A moral sexual cristã percorreu a lógica de identificação dos desejos, de minunciosidade sobre os pensamentos, de busca incessante pelos movimentos interiores, como presença sequiosa do mal no coração humano. Além disso, tal procura se fez indissociável da necessidade de exposição desse desejo, no desenvolver da confissão. Todavia, o que propomos como um esforço de ressignificação da moral sexual é uma abordagem da carne, não como território da palavra, depósito das intenções, ou lugar da produção discursiva da verdade dos indivíduos. Nesse sentido, pensamos que essa pesquisa corrobora a desconstrução de um sujeito sexual pautado identificado por seu desejo, produzido muito mais pela disciplina de submissão instituída pelo cristianismo, do que propriamente por si mesmo. Mais do que ver a carne no âmbito das incitações discursivas, permitir com que a carne, em sua plasticidade, e beleza, seja revisitada na sua imensa capacidade de surpreender.

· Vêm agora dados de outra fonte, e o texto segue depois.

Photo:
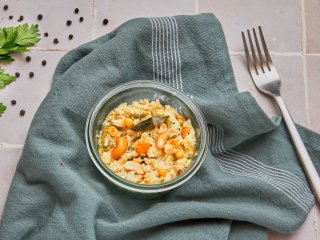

O sexo, nesse sentido, mais do que resultado de um processo subjetivante de constituição das verdades sobre os indivíduos, emerge com o poder de se tornar o lugar de uma recusa fundamental. Uma recusa na forma de emudecimento diante do próprio desejo, escapante das definições morais e objetivantes, nas quais toda singularidade se cala. Uma moral sexual da carne como lugar de encontro com o

mistério e suas possibilidades, para além de qualquer conceito. Enfim, a carne como território inabitável das surpresas infinitas.